As I noted this morning, a little. Credit Suisse sees what I did, firmer capital charges:
We see scope for mortgage risk weight floors to be introduced (negative for the majors, particularly CBA and WBC) but also scope for some small positives for the mortgage businesses of the regionals (e.g. expedited advanced accreditation, government sponsorship of RMBS markets).
- The report arguably promotes a larger business financing market (especially for SMEs), both in intermediated markets (give lenders better access to information about the financial position of borrowers) and non-intermediated markets (create a larger listed ‘vanilla’ corporate bond market). We see this particularly favouring business orientated banks (NAB) but also improving SME credit risk assessment (lower SME write-offs over time).
- We see the report’s concerns regarding systemically important institutions being perceived as “too big to fail” as potentially (but not unequivocally) negative for the majors if say, an additional D-SIB capital charge is introduced, but we see this as an unlikely ultimate outcome (the report sees Australian bank equity Tier 1 capital ratios as around the middle of the range relative to other countries).
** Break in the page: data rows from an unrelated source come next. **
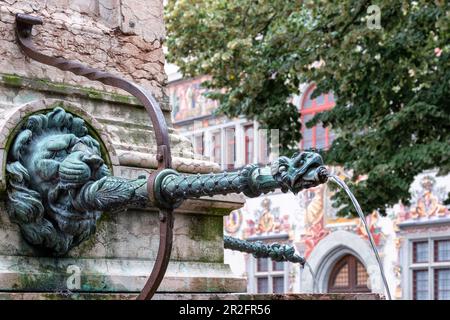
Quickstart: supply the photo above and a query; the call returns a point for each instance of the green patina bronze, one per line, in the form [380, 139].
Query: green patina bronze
[274, 251]
[59, 184]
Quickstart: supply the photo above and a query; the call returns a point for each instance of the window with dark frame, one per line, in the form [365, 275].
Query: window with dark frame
[216, 147]
[248, 143]
[199, 144]
[420, 284]
[316, 137]
[441, 250]
[430, 269]
[420, 251]
[230, 137]
[269, 275]
[442, 284]
[348, 275]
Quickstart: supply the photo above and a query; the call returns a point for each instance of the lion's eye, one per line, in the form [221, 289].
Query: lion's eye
[61, 154]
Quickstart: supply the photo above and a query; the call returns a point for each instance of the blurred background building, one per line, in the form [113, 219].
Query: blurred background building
[413, 241]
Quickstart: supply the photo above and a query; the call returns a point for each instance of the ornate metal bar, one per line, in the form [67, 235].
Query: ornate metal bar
[274, 251]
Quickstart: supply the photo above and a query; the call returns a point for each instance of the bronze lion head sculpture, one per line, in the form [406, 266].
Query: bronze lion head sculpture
[49, 161]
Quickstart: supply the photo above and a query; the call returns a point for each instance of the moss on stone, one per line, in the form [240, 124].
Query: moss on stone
[59, 87]
[12, 80]
[206, 227]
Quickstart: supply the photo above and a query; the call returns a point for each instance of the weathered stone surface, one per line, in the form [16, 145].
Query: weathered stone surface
[122, 37]
[189, 296]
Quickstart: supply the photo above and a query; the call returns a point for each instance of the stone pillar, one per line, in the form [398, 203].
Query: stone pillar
[123, 37]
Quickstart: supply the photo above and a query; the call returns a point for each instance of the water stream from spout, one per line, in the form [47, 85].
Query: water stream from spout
[344, 186]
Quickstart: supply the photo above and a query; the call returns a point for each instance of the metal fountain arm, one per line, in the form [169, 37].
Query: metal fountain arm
[165, 188]
[171, 188]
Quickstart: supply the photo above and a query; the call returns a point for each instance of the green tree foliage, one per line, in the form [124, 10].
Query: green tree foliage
[392, 115]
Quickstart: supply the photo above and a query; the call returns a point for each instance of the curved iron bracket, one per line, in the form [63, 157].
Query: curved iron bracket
[24, 25]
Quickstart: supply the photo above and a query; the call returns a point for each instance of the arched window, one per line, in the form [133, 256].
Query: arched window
[348, 275]
[316, 137]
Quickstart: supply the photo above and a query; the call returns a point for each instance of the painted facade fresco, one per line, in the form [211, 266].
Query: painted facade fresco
[309, 222]
[188, 101]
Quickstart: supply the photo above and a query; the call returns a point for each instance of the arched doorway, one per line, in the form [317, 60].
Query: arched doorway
[348, 275]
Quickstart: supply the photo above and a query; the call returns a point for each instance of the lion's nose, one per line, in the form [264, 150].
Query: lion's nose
[93, 161]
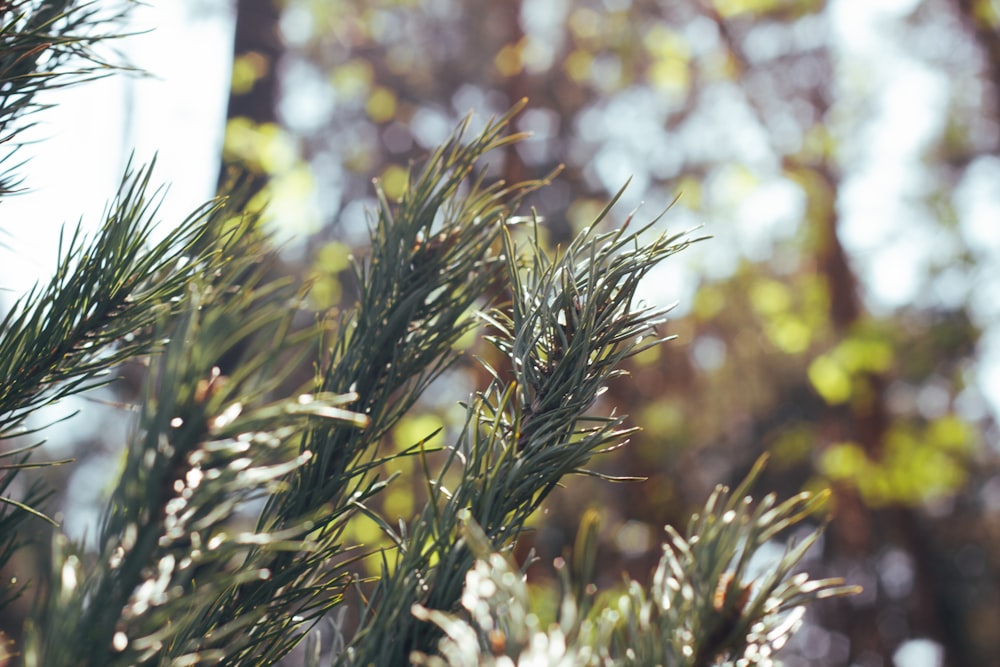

- The report appears biased towards softening the superannuation fund portability rule (we see this as potentially opening up a larger market for funding long duration assets / infrastructure) and developing the retirement phase of superannuation / income stream products with longevity risk protection (we see this potentially creating a larger overall market for annuity products).
- The report appears biased towards prohibiting direct leverage in superannuation funds. We see this as a small negative for long-term system credit growth (particularly mortgages) inasmuch as a large pool of collateral might now not be available for undertaking levered investments.